I suppose one only has to think back to the Kenya embassy bombing to see why.

Nairobi, Kenya and Dar Es Salaam, Tanzania are very significant in terms of what we do now and how our bureau operates. After those instances, Congress required new security measures never seen before by embassies and consulates. That partially resulted in our new embassy construction program. We were constructing 1-2 new embassies a year. We now construct 5-10 new embassies a year.

So how did you go from Stanford to the State Department?

I had visited Washington DC one summer and I loved the area. When I got back to campus in the fall I targeted my internship search for businesses or organizations which had offices in DC. I went to the October career fair. I never would have thought that a mechanical engineer would be needed by the State Department but I spoke to the recruiter, who was an Ambassador in Residence at Cal Berkeley. She was doing the recruiting for Stanford. I flat out asked her, “I’m looking to move to Washington DC, does the State Department hire mechanical engineers?” And she said, yes I can think of a couple of bureaus. She encouraged me to submit my internship application and I was selected. I interned for OBO in the summer of 2004.

Was anything you learned here particularly valuable in your work now?

Basically the general principles of thermodynamics and heat transfer. Advanced Thermal Systems (ME 140) was my favorite mechanical engineering class and really taught me to take a systems approach to mechanical engineering.
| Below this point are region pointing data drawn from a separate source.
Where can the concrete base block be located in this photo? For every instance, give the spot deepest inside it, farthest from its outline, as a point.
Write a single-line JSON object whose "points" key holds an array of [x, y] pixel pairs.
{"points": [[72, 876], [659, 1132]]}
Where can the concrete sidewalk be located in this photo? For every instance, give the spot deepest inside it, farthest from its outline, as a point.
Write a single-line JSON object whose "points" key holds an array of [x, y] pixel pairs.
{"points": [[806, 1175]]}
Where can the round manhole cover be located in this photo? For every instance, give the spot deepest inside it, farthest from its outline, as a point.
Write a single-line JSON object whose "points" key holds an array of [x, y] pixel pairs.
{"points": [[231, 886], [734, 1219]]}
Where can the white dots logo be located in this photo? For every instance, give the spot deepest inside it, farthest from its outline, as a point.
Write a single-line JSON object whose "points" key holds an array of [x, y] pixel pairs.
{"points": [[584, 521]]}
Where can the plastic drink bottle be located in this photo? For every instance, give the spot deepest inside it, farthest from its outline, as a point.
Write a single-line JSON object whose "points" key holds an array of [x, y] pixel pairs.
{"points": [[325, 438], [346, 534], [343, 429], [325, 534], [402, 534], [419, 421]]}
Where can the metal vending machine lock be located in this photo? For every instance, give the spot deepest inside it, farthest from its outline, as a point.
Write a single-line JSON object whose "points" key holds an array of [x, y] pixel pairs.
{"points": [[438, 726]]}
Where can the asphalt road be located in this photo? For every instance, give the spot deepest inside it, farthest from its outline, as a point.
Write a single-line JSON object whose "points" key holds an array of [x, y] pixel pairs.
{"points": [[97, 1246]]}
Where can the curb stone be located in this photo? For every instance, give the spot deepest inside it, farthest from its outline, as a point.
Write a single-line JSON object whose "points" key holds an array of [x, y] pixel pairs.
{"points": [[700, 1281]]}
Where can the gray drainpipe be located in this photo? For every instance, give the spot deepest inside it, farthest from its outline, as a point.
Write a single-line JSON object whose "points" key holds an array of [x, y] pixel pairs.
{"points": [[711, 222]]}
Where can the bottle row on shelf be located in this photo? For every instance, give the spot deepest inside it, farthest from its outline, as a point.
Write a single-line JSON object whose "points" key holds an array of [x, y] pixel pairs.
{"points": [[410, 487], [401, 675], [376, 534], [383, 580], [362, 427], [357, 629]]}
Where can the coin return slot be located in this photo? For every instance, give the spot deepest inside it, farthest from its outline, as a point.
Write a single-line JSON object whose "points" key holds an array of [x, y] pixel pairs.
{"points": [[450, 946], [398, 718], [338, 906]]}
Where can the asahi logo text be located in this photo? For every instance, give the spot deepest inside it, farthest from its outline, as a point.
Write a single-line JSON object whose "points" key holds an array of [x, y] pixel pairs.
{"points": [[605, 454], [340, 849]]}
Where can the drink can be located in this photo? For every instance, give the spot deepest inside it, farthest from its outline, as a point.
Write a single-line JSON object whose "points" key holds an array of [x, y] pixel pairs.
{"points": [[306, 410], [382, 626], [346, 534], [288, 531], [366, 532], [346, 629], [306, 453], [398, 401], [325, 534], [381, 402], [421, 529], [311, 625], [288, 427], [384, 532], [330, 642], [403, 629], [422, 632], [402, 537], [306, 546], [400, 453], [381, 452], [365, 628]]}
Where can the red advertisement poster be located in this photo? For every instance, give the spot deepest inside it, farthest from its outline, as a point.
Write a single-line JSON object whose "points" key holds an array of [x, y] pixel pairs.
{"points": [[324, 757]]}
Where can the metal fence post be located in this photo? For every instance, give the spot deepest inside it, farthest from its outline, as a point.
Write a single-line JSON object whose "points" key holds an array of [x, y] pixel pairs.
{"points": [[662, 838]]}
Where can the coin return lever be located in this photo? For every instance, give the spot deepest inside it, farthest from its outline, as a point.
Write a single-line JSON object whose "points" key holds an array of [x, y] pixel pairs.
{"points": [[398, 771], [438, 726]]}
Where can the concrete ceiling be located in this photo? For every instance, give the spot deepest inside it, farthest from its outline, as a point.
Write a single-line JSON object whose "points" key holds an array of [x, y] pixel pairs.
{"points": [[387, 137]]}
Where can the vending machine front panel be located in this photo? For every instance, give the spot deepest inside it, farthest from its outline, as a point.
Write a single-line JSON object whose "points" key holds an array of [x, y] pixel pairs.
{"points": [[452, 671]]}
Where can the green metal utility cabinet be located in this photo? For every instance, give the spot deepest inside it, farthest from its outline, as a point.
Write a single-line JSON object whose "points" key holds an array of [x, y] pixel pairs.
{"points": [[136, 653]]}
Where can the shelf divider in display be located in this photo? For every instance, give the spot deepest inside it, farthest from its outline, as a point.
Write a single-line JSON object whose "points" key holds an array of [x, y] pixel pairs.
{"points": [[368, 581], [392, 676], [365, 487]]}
I’m now a co-vice president for the Washington DC Stanford association chapter and we had a new-admit reception recently. I was trying to convince some potential engineering majors to go to Stanford as opposed to MIT. I mentioned that class and said it was an amazing class because I felt it represented almost all of my undergraduate education: basic engineering principles and fundamentals, but also chemistry, computer programming, and some junior and senior level mechanical engineering courses. It was simply the course that completed my undergraduate education.